Cette perception d’une IA jouant mal établit un lien avec un comportement surprenant observé par les chercheurs lors de précédents travaux dans le même genre. Par exemple, en 2016, lorsqu’AlphaGo, de la compagnie DeepMind, a battu pour la première fois les meilleurs joueurs de Go, l’un des coups les plus célébrés par AlphaGo était le 37e de la 2e partie, un coup si inhabituel que les commentateurs humains avaient l’impression qu’il s’agissait d’une erreur. Une analyse après la fin du match a révélé que ce coup était en fait extrêmement bien calculé, et a été décrit comme un coup de « génie ».
De tels coups peuvent être célébrés dans un tel contexte, mais les agents IA qui agissent de la sorte risquent d’être moins salués dans un contexte de travail en équipe. Les chercheurs du Lincoln Laboratory ont constaté que les coups étranges ou presque illogiques étaient les pires lorsque venait le temps de saper la confiance des humains envers leur compagnon IA. Cela nuisait à l’idée d’une collaboration sans faille, mais réduisait aussi le désir des humains de jouer avec un partenaire IA.
La faute aux humains?
Les chercheurs notent aussi que l’IA utilisée dans le cadre de cette étude n’a pas été développée en fonction des préférences humaines. Mais cela fait partie du problème: elles sont peu nombreuses à respecter ce critère. Comme la plupart des modèles d’IA collaborative, ce modèle a été conçu pour obtenir le meilleur pointage, et son succès a été évalué en fonction de sa performance objective.
Si les chercheurs ne se penchent pas sur la question de la préférence subjective des humains, « alors nous ne créerons pas d’IA que les humains voudront utiliser », avance M. Allen. « Il est plus facile de travailler sur une IA qui améliore un nombre précis. Il est beaucoup plus dur de travailler sur une IA qui oeuvre dans le domaine plus flou des préférences humaines. »
Les scientifiques estiment que la capacité de l’IA d’expliquer ses actions mènera à développer une relation de confiance. Leurs futurs travaux s’articuleront autour de ce principe.

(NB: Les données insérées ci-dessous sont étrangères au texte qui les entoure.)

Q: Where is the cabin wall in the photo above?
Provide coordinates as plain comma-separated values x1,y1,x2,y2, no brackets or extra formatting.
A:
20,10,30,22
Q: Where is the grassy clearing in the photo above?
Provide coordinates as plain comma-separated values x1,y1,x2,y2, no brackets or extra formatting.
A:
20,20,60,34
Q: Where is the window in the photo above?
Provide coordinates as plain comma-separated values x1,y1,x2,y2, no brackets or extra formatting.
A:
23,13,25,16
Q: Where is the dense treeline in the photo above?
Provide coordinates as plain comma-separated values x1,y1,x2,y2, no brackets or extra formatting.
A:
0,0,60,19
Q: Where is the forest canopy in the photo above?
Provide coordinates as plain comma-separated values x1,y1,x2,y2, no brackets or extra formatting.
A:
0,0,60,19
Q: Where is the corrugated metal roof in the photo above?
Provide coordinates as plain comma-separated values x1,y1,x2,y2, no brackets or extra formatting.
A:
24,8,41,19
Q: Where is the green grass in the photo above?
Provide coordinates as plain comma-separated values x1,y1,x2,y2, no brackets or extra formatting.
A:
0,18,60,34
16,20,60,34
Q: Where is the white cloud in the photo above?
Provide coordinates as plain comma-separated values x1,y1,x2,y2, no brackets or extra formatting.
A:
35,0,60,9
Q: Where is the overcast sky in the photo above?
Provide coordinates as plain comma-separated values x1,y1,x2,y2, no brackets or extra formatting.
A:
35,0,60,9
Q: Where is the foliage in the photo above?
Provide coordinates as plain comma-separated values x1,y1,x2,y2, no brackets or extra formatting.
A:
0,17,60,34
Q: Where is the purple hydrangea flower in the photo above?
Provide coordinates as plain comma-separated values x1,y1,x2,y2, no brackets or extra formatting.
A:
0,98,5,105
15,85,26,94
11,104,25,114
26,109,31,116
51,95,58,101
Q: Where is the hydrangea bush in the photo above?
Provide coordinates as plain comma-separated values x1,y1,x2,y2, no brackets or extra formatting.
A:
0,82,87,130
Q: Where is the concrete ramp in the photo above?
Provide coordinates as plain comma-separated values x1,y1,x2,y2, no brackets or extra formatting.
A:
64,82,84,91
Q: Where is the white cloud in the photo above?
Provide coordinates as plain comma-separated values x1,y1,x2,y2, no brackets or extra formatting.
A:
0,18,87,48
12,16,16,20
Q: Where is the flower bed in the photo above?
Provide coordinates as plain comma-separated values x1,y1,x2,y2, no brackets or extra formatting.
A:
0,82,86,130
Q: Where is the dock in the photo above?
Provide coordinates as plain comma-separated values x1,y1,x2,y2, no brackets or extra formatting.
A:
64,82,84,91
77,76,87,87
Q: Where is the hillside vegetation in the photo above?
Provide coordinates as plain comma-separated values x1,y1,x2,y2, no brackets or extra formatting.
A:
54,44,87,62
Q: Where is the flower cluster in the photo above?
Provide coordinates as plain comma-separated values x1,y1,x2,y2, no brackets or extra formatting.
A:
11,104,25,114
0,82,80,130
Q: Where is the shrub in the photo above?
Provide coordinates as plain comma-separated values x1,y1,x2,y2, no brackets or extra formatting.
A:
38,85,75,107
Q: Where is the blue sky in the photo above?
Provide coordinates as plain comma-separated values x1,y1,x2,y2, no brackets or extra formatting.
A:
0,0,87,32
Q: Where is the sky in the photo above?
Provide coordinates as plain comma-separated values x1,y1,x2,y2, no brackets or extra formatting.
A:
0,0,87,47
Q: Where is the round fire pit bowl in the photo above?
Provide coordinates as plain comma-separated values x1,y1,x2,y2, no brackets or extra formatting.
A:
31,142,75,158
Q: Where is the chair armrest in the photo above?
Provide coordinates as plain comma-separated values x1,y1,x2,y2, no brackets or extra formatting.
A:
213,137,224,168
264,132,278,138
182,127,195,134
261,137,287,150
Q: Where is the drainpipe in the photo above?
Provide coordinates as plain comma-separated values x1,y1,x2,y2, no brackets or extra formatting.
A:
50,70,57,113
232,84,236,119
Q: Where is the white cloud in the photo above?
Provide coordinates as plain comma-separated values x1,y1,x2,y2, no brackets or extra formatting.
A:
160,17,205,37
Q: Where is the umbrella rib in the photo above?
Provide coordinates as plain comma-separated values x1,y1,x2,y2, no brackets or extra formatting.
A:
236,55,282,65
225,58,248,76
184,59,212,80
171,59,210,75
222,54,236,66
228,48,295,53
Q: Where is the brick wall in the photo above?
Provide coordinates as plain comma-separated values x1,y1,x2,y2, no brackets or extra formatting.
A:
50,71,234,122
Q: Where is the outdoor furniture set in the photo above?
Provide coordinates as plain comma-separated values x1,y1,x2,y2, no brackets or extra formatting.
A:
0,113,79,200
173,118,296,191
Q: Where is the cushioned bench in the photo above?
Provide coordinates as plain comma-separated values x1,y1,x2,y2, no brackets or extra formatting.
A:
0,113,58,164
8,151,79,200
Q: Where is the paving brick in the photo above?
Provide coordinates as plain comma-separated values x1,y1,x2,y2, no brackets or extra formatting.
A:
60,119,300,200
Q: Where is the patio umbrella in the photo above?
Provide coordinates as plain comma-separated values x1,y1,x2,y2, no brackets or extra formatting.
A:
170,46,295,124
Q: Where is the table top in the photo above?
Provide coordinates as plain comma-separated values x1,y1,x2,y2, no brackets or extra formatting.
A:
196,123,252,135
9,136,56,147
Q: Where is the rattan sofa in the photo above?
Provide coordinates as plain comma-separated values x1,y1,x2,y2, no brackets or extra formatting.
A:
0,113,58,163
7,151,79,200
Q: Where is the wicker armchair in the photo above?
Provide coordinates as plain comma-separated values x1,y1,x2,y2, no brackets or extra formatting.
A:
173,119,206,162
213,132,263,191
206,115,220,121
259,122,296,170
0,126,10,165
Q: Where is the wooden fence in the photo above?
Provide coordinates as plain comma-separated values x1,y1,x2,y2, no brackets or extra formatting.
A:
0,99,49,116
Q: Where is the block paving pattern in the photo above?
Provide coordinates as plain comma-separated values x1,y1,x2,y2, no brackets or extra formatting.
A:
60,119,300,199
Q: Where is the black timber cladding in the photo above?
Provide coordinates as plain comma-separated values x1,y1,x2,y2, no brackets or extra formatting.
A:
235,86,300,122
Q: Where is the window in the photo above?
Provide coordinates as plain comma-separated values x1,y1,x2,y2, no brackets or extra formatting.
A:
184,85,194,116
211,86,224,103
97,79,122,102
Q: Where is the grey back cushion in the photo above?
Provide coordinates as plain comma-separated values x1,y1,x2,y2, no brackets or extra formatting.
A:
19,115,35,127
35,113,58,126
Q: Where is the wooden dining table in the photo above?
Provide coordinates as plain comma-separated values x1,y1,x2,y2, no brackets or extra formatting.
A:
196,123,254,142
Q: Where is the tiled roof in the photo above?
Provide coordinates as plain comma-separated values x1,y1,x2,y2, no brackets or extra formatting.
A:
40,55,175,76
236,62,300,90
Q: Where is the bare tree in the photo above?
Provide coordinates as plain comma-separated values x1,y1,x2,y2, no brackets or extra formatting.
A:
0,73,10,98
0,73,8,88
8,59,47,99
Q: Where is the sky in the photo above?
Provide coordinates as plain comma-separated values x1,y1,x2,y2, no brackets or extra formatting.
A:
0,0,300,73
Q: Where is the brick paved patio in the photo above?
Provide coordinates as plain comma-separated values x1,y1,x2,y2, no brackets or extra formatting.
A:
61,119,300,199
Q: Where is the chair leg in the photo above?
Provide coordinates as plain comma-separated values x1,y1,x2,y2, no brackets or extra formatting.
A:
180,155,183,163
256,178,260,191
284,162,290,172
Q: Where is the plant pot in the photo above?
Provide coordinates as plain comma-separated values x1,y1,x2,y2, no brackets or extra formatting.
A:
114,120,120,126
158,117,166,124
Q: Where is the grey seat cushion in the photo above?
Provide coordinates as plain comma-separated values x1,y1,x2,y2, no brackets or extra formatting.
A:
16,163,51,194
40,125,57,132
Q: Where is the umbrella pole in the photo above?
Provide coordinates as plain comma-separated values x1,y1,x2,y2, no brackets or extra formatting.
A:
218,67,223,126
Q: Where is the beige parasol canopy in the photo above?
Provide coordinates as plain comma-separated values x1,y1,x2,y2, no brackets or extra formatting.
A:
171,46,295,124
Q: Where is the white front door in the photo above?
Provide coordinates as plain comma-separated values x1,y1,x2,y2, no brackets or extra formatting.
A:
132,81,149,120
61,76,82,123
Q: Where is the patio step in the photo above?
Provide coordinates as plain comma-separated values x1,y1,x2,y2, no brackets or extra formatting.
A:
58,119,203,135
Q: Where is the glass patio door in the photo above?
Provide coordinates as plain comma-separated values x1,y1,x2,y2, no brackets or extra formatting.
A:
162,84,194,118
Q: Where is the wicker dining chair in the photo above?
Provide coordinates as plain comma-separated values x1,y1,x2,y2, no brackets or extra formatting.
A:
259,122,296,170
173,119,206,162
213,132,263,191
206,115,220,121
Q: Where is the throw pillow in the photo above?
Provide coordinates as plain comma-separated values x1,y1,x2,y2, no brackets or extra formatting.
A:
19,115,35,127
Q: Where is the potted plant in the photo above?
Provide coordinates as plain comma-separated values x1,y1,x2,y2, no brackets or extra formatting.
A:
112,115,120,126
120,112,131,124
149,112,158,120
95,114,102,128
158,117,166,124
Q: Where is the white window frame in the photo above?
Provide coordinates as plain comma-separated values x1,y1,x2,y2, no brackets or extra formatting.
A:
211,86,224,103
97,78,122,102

« Vous pouvez imaginer que nous recommençons l’expérience, mais après celle-ci – et cela est plus facile à dire qu’à faire – les humains pourraient demander pourquoi tel ou tel coup a été joué. Si l’IA pouvait fournir des explications, alors notre hypothèse veut que l’humain dire « oh, c’est une étrange façon de voir les choses, mais je comprends, maintenant », et il lui ferait confiance. Nos résultats pourraient complètement changer, même si nous ne modifions pas les méthodes de prise de décision », poursuit M. Allen.